Silenzio. Poi una donna della giuria, con voce rotta: “Mio fratello è morto di infarto dopo due turni da dodici ore. Aveva appena restituito il TFR. In contanti. A uno dei suoi capi.”

Lyra parlò. “Questo non è un tribunale di vendetta. Ma è memoria. E la memoria ha bisogno di giustizia.”

“Giustizia? Per cosa?” sbottò Armand. “Ho rispettato le leggi. Le piego, sì. Ma non le rompo.”

“Lei ha venduto il bisogno,” disse un’altra giurata a Gaël. “E l’ha chiamato opportunità.”

Il voto fu lungo. Più del solito. Alcuni esitavano. Non erano dittatori. Non erano assassini. Ma in quelle mani pulite c’erano centinaia di vite svuotate.

Il verdetto fu doppio.

Armand Leclerq: colpevole di manipolazione sistemica della legalità a fini personali. Sentenza: Memoria Attiva. Ogni testimonianza contro di lui sarebbe resa pubblica, indicizzata, collegata ai suoi dati nei motori di ricerca. Ogni suo contratto aziendale confrontabile. Il suo nome: marchiato da una dicitura chiara — “Ha tratto profitto dall’umiliazione.”

Gaël Rennard: colpevole di sfruttamento strutturale e pratiche coercitive. Sentenza: Depotenziamento Etico. Ogni sua impresa avrebbe dovuto esibire un contrassegno digitale: “Soggetto a memoria etica diffusa.” Nessun divieto formale. Ma ogni cliente avrebbe saputo. Ogni collaboratore avrebbe ricordato.

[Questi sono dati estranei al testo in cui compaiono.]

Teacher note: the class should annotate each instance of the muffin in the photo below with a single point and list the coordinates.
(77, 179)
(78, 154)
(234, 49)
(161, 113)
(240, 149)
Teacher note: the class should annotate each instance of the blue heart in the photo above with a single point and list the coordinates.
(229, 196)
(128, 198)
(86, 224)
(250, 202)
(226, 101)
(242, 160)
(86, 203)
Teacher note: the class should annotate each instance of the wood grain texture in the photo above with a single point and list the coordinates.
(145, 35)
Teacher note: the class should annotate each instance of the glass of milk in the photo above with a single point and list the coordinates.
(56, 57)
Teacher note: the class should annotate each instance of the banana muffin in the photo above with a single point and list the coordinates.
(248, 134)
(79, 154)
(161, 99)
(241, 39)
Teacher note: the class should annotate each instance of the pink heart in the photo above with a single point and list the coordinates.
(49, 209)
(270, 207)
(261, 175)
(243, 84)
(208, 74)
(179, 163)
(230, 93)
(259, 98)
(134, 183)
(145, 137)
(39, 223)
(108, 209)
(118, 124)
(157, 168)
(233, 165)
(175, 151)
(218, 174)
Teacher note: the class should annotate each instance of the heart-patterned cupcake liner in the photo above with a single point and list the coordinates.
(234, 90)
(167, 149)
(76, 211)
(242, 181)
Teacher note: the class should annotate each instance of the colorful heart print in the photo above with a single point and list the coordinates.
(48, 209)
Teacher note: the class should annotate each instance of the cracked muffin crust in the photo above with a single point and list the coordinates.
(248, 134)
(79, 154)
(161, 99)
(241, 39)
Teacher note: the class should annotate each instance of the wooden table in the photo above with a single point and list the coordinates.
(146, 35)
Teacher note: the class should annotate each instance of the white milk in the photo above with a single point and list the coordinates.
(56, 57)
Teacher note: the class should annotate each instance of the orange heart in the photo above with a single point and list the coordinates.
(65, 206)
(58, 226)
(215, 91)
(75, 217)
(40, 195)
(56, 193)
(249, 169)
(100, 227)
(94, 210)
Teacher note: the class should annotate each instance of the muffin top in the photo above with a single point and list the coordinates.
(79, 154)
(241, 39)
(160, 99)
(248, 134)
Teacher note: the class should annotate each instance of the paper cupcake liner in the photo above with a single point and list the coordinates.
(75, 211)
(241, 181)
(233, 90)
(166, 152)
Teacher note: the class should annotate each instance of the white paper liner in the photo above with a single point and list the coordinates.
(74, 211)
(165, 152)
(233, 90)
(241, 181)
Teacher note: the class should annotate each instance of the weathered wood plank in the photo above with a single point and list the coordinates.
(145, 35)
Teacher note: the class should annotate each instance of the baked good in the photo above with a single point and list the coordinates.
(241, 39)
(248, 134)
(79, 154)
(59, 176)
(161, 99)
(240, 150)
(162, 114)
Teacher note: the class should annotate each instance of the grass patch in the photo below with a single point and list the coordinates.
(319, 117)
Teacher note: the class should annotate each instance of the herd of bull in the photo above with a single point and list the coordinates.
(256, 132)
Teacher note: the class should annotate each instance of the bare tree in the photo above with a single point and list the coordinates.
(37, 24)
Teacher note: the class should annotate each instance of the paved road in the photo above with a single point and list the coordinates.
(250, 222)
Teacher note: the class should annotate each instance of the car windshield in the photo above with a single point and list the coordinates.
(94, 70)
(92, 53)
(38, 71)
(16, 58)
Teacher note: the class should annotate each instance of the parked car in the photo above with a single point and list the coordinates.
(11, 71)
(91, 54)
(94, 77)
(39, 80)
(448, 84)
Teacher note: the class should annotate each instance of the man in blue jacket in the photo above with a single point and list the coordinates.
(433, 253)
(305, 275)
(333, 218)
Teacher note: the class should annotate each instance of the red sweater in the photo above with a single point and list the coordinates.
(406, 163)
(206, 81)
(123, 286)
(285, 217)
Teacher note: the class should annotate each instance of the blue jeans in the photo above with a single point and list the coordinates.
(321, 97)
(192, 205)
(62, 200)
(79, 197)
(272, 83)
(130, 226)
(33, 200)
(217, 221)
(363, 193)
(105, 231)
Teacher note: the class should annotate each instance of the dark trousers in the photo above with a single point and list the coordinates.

Pochi giorni dopo, Armand abbandonò ogni incarico. Gaël tentò di ripartire altrove. Ma la memoria li seguiva.

E proprio allora, su una frequenza disturbata, una voce apparve:

“Il processo non è finito. Alcuni nomi… restano in attesa.”

Era la Strega.

Nessuno sapeva da dove avesse parlato. Ma il Tribunale, senza sosta, prese nota.